Les minorités nationales ont-elles des droits en Chine ?

Les minorités nationales ont-elles des droits en Chine ?

Selon la Constitution chinoise, « la Chine est un État multiethnique uni » et le discours officiel fait remonter cette caractéristique aux temps politiques les plus anciens. Suivant la voie tracée par Staline, le nouveau pouvoir installé en 1949 a procédé à un recensement minutieux des « minorités » pour lutter contre les pratiques « féodales » et « primitives », et contrôler des zones qui occupent plus de 50 % du territoire national.

Aujourd’hui, la Chine est officiellement composée de 56 « groupes ethniques », dont les Hans, qui représentent 91 % de la population1. Entre 1947 et 1965, cinq régions autonomes ont été créées au fur et à mesure de la consolidation du pouvoir communiste sur l’ensemble du territoire, en Mongolie, au Xinjiang, au Guangxi (Zhuang), au Ningxia (Hui), puis au Tibet. Il existe également des préfectures, des districts et des cantons autonomes.

Le principe officiel est celui de l’égalité avec, en théorie, les mêmes droits garantis par la Constitution. Ainsi, les « minorités » ont en théorie le droit de pratiquer leur langue et de préserver leurs coutumes : leurs représentants à l’Assemblée nationale où à la Conférence consultative politique du peuple chinois sont encouragés à porter les « costumes nationaux » lors des réunions annuelles à Pékin. Si la pratique des langues minoritaires est autorisée, elle est volontairement marginalisée : dès l’école primaire, l’enseignement se fait principalement en mandarin. En 2020, des manifestations ont eu lieu contre la réduction de l’usage du mongol dans les écoles.

Quant à la liberté de culte, elle est protégée par l’État, mais elle doit s’exercer « dans le respect du droit et d’une pratique normale ». Dans les régions où se trouvent les minorités ethniques, une marge d’interprétation des lois adoptées par le pouvoir central est tolérée. Par exemple, les règles de contrôle des naissances, ainsi que celles de l’âge du mariage, diffèrent ; il est fixé à 18 ans pour les filles et à 20 pour les garçons au lieu de 20 et 22 ans dans le reste de la Chine.

Depuis 2008, les membres des minorités ethniques n’ont plus le droit de créer des associations pour la défense de l’environnement ou l’éducation. Les minorités musulmanes au Xinjiang et au Ningxia, ainsi qu’au Tibet, sont visées par ces mesures. Au Xinjiang, une volonté de contrôle de type génocidaire a été mise en place avec une politique de stérilisation forcée. Les arrestations sont nombreuses, ainsi que les pratiques de travail forcé qui touchent plus de 500 000 personnes. La pratique religieuse est sévèrement limitée et les organes de sécurité sont omniprésents, s’appuyant sur la reconnaissance faciale et l’intelligence artificielle. Dans le même temps, les sites culturels et religieux sont détruits.
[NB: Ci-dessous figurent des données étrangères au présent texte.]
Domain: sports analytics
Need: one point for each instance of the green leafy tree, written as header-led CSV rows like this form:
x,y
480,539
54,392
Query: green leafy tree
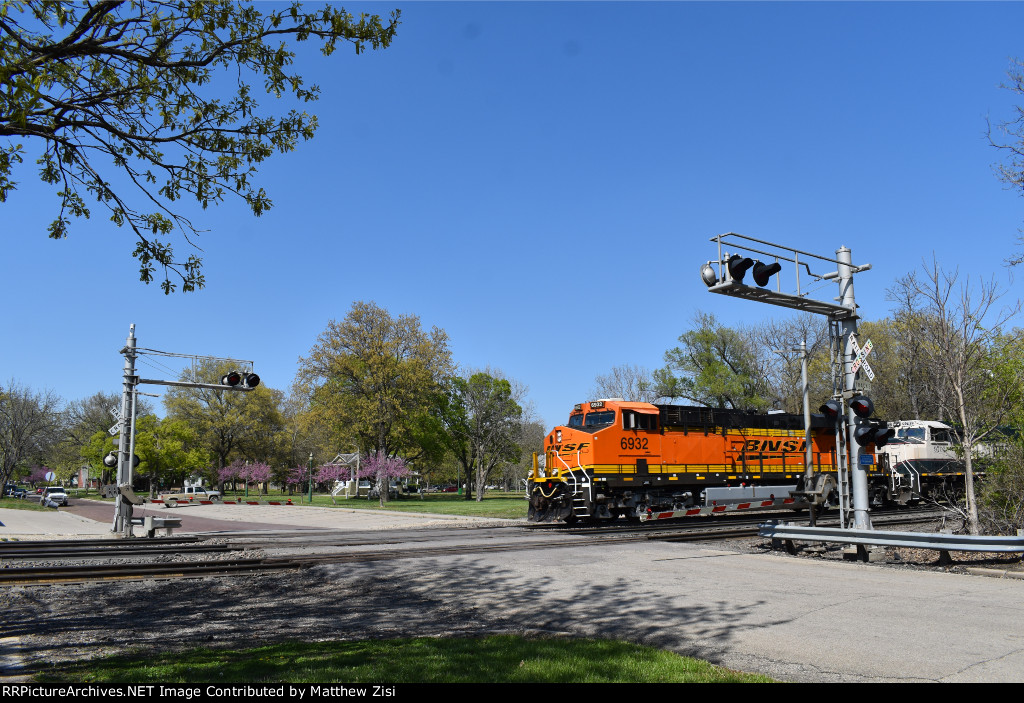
x,y
228,424
717,366
31,423
963,343
1001,493
484,426
378,378
125,100
168,450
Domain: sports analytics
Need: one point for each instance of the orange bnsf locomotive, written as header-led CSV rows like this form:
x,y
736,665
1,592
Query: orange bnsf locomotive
x,y
642,460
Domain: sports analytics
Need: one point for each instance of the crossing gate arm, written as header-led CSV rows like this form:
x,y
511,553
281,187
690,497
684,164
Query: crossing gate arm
x,y
940,541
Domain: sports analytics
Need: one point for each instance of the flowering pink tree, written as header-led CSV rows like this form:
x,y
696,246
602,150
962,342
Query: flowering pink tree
x,y
232,473
329,473
38,475
228,474
259,474
383,469
297,478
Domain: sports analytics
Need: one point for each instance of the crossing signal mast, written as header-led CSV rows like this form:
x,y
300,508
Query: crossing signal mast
x,y
725,275
124,458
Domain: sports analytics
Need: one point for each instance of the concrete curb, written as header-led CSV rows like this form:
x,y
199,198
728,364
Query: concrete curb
x,y
995,573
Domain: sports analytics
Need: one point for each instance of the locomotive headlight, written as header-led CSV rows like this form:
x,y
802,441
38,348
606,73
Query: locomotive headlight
x,y
709,275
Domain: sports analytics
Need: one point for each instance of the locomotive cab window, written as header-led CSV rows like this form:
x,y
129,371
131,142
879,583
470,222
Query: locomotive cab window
x,y
639,421
598,420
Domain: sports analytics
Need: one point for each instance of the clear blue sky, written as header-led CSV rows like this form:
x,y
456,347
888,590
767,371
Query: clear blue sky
x,y
541,180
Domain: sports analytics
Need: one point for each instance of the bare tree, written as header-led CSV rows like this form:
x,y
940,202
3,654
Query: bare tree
x,y
962,339
1011,171
781,370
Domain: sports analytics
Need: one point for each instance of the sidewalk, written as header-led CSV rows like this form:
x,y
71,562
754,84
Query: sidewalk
x,y
53,524
93,519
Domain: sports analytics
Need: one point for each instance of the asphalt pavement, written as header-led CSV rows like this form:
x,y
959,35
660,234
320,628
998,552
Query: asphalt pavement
x,y
794,618
93,519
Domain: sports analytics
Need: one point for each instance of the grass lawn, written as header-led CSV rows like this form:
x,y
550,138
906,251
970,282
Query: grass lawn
x,y
495,503
500,659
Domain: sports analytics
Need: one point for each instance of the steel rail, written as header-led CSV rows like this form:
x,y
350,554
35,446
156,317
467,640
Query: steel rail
x,y
36,543
108,572
103,552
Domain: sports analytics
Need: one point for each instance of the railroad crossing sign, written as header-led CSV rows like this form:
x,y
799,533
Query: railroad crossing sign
x,y
861,359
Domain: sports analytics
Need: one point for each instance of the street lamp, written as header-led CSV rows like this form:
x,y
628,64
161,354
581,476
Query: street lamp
x,y
310,478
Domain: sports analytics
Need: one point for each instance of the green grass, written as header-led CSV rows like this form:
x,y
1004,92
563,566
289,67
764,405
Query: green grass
x,y
29,502
501,659
495,503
La politique de développement de l’Ouest, censée apaiser les tensions dans les zones de minorités ethniques, n’a pas eu les succès escomptés. La politique de construction d’infrastructures, dont le chemin de fer du Tibet, achevé en 2006, est le symbole, a surtout permis l’arrivée massive de Chinois hans, touristes en mal d’exotisme ou en quête d’opportunités économiques. Les déplacements massifs de population, la sédentarisation forcée et la destruction des villes anciennes comme Kashgar au Xinjiang, au nom de la modernisation et de l’éradication de la pauvreté, sont également la cause de graves tensions.